What driver in the network driver stack fragments the buffers?

Hello.

I have tried / tested this way:
I have VM1 and VM2, both configured with network adapter NAT, an external virtual switch set on VM1 (it’s using the one network adapter available in VM1).

With a test app I made a tcp client send a buffer of 3000 bytes from VM1 to VM2 (in VM lies the tcp server).

In my virtual switch extension (VM1) I have noticed that the packet arrived on ingress was one NB inside one NBL, and the packet size was 3058 bytes (so 58 bytes is the headers), and the IPv4 flag “Don’t Fragment” was set.

Now I wonder:
a) why did the protocol driver not fragment the buffers (and even specified “Don’t Fragment”)?
The NIC is found in the virtual switch extension to be of type “external”.

b) which driver is responsible for fragmenting buffers, the protocol or the miniport driver?

Thanks!

I meant,
“(in VM2 lies the tcp server).”

> a) why did the protocol driver not fragment the buffers (and even specified “Don’t Fragment”)?

The NIC is found in the virtual switch extension to be of type “external”.

As long as NIC supports jumbo frames you can pack 3K of data into a single transmission. Whether it is going to reach the destination without getting fragmented is already another question, and this question will be answered negatively by the very first router that has to fragment a packet - it will send ICMP error, informing the sender that destination cannot be reached without fragmentation. This is how TCP can discover the “minimal MTU size” on the way to destination, and send data in chunks that do not exceed this size, effectively avoiding IP fragmentation.

In your particular case, probably, this is exactly what happens - probably, TCP just “investigates” the situation and tries to discover “minimal MTU size” …

b) which driver is responsible for fragmenting buffers, the protocol or the miniport driver?

Well, IP fragmentation in itself is 100% IP’s (i.e. protocol layer’s) responsibility, and this is what DF bit in IP header refers to.

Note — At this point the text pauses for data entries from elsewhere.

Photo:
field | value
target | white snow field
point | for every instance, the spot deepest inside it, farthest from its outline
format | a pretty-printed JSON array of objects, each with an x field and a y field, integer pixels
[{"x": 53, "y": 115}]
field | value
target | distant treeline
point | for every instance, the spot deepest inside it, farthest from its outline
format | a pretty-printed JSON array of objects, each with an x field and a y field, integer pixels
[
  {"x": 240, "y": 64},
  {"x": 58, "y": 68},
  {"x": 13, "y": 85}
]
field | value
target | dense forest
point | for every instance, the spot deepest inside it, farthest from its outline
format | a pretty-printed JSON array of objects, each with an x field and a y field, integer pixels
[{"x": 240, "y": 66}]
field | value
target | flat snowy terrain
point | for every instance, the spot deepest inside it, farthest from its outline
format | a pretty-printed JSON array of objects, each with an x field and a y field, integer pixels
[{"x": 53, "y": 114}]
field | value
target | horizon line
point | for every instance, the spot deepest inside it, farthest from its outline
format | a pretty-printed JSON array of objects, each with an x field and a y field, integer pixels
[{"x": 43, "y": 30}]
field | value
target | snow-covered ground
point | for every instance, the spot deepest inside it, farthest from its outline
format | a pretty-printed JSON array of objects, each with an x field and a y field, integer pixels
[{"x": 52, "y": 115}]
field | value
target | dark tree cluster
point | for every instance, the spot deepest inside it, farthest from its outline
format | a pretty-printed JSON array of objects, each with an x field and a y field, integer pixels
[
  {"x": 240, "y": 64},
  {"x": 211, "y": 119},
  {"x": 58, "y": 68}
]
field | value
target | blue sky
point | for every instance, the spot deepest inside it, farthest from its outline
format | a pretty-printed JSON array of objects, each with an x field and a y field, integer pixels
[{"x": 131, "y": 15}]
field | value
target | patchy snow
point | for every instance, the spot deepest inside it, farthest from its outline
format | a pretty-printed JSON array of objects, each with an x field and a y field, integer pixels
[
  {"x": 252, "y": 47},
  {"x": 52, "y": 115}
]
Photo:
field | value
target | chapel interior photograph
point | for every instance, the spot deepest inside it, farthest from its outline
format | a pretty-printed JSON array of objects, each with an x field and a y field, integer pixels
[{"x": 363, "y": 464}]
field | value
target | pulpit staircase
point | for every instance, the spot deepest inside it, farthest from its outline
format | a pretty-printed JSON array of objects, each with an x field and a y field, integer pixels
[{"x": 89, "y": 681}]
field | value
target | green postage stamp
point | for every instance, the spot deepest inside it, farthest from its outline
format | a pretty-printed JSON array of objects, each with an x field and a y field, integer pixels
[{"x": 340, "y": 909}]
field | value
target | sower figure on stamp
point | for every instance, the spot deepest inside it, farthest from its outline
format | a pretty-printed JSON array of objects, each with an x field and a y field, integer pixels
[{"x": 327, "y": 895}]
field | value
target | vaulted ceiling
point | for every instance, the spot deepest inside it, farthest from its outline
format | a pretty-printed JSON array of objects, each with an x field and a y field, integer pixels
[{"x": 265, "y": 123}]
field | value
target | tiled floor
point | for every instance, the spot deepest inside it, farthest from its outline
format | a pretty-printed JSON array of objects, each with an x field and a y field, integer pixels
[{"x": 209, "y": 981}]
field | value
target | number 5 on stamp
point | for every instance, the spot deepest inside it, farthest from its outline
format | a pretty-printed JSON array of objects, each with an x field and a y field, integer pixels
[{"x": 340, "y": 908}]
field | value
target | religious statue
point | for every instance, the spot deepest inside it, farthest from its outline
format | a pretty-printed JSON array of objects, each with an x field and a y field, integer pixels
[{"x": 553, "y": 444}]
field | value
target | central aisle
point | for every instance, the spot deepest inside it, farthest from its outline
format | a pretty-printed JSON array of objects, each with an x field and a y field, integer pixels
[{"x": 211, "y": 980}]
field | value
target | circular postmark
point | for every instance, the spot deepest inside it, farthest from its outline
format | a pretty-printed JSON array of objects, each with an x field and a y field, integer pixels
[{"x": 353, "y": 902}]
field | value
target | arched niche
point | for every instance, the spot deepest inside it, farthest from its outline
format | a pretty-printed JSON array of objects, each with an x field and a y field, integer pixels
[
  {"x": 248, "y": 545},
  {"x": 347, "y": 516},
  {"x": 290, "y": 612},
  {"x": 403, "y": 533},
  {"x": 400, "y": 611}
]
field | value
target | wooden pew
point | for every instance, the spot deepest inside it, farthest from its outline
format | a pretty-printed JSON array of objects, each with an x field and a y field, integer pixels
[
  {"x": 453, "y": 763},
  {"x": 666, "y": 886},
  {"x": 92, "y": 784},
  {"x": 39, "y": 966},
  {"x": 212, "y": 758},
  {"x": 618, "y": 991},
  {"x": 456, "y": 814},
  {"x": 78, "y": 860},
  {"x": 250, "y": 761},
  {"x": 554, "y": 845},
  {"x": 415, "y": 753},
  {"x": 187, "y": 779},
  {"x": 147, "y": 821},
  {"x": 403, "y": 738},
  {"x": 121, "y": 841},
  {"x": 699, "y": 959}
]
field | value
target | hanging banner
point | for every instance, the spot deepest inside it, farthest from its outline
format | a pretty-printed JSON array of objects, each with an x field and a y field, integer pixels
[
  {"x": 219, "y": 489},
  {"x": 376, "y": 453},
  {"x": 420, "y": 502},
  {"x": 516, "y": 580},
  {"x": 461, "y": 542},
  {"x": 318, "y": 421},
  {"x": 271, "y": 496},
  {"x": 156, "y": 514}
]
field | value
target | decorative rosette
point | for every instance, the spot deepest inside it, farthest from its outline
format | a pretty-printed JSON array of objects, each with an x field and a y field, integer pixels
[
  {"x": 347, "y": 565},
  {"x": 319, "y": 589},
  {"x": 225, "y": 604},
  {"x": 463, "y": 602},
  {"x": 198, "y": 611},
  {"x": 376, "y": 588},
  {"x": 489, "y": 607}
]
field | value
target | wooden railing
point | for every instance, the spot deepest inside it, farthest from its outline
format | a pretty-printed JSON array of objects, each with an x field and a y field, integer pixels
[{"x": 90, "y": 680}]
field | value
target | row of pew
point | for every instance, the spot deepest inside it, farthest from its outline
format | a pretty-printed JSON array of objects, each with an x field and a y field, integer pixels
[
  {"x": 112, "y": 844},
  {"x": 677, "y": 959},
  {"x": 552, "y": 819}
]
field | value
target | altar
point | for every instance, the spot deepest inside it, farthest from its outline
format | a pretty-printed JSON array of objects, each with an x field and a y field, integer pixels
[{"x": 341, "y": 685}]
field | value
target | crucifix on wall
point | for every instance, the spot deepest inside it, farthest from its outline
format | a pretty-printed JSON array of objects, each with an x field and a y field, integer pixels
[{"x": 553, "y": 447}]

Datalink theoretically may perform its own fragmentation as well, for example, if its MTU is less than 576 bytes (i.e. the minimal MTU size that IP allows, which also happens to coincide with the minimal datagram that IP is required to reassemble). However, this fragmentation has to be totally transparent to the IP - from the IP’s perspective it is going to send and receive 576-byte datagrams…

Try to get yourself Volume 1 (i.e. “Protocols”) of Stevens-Wright classic - I would say that when it comes to TCP/IP protocol suite, this is the most authoritative source of info in existence…

Anton Bassov

Thanks!

I have read today some about MTU path discovery.
As I understand, the DF flag is set, the data is sent, and there could be an ICMP error message “fragmentation needed but don’t-fragment bit set” which might contain the MTU of the interface / router (if tcp, MSS is also checked).

So:
a) if it receives an MTU value (in an ICMP message), it fragments the packet to have size = max that MTU value, again with DF set.
b) if it doesn’t receive an MTU value, it attempts with an arbitrary smaller value, again with DF set.
c) either way, it continues to fail with “fragmentation needed but DF is set”, until it finds a packet size that can pass through.

And this method is used in order to avoid having packets fragmented multiple times, at every router in the path (where each device / router could have a different MTU).

So I understand that, if want to add an encapsulation over IP, I need / must not concern myself with fragmentation, as that is being handled automatically by the other mechanisms. Even if it will fail with ICMP = “fragmentation needed and DF is set”, the protocol driver would fragment the buffers and try again, where in my filter driver they would grow in size, it would reach the interface / router, fail again, where the protocol driver would try with a smaller packet size, my filter driver would make them grow in size, it would reach the interface / router, and now they will pass through.